Pap smears shouldn’t hurt.
If you’re getting your first Pap, it may feel a little uncomfortable because it’s a new sensation that your body isn’t yet used to.
People often say it feels like a small pinch, but everyone has a different threshold for pain.
There are also other underlying factors that may make one person’s experience more uncomfortable than another’s.
Read on to learn more about why Paps are done, what can cause discomfort, ways to minimize potential pain, and more.
The answer is usually yes.
Pap smears can detect precancerous cells on your cervix and, in turn, help you prevent cervical cancer.
Although cervical cancer is often caused by the human papillomavirus (HPV) — which is spread through genital or anal contact — you should get routine Pap smears even if you aren’t sexually active.
Most experts recommend that folks who have a vagina start getting routine Pap smears at age 21 and continue until age 65. If you’re sexually active, your healthcare provider may advise you to start sooner.
If you’ve had a hysterectomy, you may still need regular Pap smears. It depends on whether your cervix was removed and whether you’re considered to be at risk for cancer.
You may also need regular Pap smears after menopause.

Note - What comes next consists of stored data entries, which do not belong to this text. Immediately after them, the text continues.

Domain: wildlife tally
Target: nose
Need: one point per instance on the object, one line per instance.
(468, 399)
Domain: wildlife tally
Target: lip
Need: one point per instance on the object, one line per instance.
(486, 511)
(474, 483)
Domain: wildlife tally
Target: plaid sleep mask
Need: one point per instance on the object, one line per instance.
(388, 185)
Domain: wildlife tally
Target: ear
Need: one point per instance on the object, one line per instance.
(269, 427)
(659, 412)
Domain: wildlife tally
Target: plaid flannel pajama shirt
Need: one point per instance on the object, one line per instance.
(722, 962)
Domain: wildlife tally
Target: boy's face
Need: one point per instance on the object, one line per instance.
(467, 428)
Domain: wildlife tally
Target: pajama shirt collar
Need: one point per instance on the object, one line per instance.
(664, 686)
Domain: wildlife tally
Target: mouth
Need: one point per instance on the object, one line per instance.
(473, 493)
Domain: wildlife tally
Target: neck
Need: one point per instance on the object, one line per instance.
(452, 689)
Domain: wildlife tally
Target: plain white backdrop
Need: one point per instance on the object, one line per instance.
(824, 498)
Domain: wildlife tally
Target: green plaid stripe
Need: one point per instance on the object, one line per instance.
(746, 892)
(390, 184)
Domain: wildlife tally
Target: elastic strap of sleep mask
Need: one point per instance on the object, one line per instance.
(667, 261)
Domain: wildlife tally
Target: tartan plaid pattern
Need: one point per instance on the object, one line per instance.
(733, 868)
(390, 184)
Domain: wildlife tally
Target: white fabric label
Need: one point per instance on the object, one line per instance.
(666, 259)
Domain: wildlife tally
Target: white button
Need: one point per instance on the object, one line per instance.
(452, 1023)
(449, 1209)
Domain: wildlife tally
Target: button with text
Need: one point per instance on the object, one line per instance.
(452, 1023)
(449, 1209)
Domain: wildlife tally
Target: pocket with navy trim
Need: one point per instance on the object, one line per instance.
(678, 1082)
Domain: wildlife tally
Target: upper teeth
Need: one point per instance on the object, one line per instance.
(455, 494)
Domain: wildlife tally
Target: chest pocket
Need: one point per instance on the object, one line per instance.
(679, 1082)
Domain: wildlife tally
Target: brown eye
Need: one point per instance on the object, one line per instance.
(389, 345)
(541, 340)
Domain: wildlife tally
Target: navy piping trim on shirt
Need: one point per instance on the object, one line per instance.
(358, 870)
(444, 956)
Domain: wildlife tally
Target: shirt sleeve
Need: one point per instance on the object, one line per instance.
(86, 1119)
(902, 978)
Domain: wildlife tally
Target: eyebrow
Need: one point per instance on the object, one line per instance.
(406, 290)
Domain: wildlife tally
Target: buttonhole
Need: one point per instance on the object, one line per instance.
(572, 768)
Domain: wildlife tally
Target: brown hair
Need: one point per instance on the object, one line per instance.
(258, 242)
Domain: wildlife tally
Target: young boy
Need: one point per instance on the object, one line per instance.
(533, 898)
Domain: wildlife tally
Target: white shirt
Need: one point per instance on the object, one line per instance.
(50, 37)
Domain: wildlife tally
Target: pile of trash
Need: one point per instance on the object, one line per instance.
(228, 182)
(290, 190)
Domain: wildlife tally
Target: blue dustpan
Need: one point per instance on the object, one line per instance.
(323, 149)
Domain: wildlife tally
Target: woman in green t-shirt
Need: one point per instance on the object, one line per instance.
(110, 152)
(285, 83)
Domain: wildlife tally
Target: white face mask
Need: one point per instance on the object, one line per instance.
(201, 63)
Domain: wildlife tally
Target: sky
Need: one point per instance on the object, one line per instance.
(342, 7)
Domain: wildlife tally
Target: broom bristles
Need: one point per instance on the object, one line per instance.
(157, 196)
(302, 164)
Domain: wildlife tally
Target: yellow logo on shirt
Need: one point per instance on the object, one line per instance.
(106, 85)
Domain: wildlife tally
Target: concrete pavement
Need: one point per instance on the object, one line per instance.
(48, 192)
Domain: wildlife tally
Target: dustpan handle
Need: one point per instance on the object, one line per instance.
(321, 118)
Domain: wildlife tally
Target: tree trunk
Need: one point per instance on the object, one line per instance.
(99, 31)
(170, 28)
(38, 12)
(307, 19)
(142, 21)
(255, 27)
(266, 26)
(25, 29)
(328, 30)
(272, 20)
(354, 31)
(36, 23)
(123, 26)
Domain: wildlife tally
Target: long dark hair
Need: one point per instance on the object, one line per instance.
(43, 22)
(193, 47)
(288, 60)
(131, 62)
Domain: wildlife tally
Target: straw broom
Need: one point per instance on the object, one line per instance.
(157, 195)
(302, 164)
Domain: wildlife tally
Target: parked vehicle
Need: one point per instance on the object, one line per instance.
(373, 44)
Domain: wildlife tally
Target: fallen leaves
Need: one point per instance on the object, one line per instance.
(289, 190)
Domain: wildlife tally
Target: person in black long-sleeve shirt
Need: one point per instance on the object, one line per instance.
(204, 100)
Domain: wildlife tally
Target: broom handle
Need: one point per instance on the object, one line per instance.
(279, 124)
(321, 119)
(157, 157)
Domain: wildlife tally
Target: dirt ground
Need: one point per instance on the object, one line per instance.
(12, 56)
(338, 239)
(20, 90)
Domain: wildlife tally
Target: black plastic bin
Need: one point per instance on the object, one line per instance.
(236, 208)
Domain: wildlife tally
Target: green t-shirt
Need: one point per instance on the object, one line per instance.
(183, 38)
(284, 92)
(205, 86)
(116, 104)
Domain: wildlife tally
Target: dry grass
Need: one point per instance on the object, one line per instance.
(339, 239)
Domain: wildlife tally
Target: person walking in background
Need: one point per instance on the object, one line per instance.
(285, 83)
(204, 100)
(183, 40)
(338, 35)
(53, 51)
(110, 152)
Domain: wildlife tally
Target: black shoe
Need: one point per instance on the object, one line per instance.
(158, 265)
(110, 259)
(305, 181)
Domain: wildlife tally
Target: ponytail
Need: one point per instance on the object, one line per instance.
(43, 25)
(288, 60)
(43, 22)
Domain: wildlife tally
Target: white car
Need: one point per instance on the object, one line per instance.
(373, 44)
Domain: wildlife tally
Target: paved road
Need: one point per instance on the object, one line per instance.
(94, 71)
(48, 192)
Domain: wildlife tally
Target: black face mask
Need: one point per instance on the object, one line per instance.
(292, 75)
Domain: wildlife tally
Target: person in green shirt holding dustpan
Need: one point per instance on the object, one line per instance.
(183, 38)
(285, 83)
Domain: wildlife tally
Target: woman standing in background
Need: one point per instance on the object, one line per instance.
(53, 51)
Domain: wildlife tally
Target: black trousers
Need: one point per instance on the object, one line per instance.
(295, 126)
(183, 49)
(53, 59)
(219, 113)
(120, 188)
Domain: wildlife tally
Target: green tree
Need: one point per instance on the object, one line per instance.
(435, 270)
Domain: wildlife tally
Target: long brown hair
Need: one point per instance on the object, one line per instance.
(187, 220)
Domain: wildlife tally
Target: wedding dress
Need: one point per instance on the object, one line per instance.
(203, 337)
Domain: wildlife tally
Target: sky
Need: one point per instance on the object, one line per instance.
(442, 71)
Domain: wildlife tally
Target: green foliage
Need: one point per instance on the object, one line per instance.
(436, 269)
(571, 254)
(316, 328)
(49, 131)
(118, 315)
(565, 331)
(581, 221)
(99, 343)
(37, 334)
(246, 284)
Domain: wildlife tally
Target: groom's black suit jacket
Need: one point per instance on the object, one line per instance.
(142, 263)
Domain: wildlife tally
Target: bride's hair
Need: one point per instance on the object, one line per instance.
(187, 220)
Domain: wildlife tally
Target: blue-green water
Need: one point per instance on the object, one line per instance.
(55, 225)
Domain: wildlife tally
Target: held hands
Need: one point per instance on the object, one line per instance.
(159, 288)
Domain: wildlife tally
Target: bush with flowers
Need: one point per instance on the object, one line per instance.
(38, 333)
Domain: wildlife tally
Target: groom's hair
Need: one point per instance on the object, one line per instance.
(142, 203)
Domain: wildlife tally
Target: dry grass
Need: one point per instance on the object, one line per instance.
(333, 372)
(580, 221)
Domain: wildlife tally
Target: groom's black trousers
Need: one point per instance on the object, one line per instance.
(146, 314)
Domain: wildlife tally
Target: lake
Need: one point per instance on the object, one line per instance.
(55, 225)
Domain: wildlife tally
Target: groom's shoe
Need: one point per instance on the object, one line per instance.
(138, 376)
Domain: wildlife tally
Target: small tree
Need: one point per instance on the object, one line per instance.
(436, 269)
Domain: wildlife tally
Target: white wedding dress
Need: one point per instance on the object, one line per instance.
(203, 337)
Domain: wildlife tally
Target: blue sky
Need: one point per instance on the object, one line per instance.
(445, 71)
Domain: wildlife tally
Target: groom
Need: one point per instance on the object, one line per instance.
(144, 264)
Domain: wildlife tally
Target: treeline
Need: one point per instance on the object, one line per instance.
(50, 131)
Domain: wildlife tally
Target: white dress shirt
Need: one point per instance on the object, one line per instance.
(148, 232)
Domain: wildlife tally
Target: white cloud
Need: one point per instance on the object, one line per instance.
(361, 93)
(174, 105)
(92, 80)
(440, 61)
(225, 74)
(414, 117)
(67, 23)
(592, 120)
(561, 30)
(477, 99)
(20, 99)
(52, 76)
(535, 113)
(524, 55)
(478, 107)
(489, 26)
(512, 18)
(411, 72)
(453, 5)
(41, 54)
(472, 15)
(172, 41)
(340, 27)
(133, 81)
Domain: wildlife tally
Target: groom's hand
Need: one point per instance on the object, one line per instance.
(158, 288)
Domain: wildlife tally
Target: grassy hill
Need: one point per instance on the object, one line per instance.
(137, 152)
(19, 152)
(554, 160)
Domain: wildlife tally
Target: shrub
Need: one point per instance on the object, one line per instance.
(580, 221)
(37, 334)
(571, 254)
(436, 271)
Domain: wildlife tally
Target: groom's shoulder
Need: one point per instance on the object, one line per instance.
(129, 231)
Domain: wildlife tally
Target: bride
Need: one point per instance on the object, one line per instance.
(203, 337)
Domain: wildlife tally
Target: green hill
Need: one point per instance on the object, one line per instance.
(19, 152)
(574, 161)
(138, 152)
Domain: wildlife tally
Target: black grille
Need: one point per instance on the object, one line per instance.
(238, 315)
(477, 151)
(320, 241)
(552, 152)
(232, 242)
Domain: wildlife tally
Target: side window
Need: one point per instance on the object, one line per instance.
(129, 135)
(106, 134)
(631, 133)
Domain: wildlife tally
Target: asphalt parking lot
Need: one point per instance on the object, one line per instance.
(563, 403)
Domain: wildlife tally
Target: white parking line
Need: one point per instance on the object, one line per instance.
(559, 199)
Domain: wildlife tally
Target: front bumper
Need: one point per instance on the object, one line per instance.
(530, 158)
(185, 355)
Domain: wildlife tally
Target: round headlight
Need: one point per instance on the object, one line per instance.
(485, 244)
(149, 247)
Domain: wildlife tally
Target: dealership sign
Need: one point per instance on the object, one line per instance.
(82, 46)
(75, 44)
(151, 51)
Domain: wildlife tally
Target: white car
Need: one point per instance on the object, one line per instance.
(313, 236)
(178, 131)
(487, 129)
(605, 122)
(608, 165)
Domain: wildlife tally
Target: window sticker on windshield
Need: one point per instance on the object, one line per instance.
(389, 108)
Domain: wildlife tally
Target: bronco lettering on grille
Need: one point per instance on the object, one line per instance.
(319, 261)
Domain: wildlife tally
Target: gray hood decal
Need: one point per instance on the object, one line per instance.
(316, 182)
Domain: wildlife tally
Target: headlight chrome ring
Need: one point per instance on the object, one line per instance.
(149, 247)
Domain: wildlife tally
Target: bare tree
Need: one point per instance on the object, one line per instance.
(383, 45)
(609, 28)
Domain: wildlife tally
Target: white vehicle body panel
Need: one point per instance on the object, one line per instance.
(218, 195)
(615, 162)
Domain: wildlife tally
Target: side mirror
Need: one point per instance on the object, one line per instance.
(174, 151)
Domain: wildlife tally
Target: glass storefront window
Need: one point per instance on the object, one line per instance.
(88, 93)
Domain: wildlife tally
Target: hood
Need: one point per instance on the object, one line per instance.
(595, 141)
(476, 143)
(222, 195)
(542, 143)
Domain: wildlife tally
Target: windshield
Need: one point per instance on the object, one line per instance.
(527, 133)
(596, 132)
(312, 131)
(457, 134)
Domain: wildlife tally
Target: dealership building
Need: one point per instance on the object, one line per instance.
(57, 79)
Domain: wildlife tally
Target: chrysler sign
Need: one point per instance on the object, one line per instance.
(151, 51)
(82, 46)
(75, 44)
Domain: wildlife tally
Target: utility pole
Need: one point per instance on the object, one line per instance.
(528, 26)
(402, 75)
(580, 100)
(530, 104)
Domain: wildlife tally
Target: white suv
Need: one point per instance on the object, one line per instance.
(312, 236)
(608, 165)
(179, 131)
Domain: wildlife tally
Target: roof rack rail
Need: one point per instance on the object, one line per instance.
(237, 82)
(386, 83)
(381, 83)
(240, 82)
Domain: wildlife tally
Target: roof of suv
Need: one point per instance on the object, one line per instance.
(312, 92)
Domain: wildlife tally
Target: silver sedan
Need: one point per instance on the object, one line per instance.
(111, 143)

If you aren’t sure about whether you need a Pap smear, talk to your doctor or other healthcare provider.
Pap smears are used to determine whether you have abnormal cervical cells.
If you do have abnormal cells, your provider may conduct further tests to determine whether the cells are cancerous.
If needed, your provider will recommend a procedure to destroy the abnormal cells and reduce your risk of cervical cancer.
A Pap smear is different than a pelvic exam, although doctors often perform Pap smears during pelvic exams.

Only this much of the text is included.